If you’re a parent of young kids, do your children have one designated play area where all their toys are stored, or do you have toys in several different places in the house?
I’m guessing it is the latter.
We have 3 kids ranging in age from 8 to 2, and they have toys all over the house. They have a full play area, the excess toys are stored down stairs (or the entire play area would be chaos), and they have some toys in their rooms. The funny thing is that we didn’t buy the vast majority of these toys; instead, they came from well meaning friends and relatives.
If you’re considering buying another toy or a cute outfit for a child in your life, why not consider a different present instead. After all, kids grow tired of toys quickly, and they can be bought by parents for only a few bucks at garage sales or consignment stores. Children grow so quickly, they sometimes are only able to wear an outfit that may have cost you $25 to $40 for only one season.
Instead, consider a trend that is taking the internet by storm–buying investments for children.
My Journey to Millions recently bought his niece investments for her birthday. Of course, if the child is small, you may want to also get her a book or something fun, but investments are a gift that keeps on giving. A child is the perfect recipient because she has so much time to let the investment grow.
Here are some places you might want to invest for the child:
1. Their college fund. Ask the parents if they already have a college fund set up. If they do, offer to make a donation to the college fund for the child’s present. You can also see if they are members of any other programs that help parents save for college such as Upromise. You can link up your store loyalty cards to the account so a portion of any purchase you make goes in their college fund.
2. Their Roth IRA. Any teen who earns an income can open a Roth IRA. Chances are, most teens don’t have one, but if you’re a parent of a teen, why not open one? For Christmas or their birthdays, one of your gifts can be a contribution to their Roth IRA. The savings potential is so impressive thanks to compound interest. According to NBC News, if a child contributes $2,000 a year each year in a Roth IRA for the four years she is in high school, and then doesn’t add any more, she’ll end up with $456,000 in 50 years, assuming an 8% rate of return. For a $8,000 investment, she gets $456,000!
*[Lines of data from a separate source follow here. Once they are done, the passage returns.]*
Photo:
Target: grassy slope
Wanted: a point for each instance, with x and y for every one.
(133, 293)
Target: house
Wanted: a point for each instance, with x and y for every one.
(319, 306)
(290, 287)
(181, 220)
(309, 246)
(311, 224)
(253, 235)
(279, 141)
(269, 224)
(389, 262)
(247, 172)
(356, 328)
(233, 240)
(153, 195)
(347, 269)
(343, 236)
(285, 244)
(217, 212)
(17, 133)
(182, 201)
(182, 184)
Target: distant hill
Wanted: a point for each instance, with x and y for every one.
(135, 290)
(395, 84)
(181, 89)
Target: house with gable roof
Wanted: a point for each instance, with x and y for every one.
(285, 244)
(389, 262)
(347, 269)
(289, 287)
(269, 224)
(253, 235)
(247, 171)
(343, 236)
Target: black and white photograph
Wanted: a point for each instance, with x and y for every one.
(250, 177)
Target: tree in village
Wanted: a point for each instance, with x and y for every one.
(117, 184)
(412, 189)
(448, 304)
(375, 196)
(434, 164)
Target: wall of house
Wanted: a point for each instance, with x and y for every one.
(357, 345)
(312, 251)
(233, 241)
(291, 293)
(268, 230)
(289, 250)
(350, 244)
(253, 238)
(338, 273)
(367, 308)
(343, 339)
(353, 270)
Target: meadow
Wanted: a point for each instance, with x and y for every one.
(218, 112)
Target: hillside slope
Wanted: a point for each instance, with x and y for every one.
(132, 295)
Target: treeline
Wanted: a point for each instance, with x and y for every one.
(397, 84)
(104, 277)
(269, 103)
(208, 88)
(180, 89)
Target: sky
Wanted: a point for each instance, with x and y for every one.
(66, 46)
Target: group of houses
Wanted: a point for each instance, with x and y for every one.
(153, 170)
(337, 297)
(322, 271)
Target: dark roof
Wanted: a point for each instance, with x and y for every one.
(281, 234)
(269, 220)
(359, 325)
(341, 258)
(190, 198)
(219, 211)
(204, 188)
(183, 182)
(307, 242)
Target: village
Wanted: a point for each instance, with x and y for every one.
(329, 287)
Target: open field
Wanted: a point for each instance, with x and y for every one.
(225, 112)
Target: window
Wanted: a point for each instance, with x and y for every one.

3. Stocks or bonds. Children can hold them and cash them out to help pay for their college tuition or their first car or their wedding when they are older. If you would prefer more control, you can put the investment in your own name and give the child the gift at the appropriate time, after it has grown considerably.
Giving a gift of an investment may initially underwhelm the recipient, but it is the gift that keeps giving. Chances are, as the child grows older, she will be very glad you gave the gift that you did.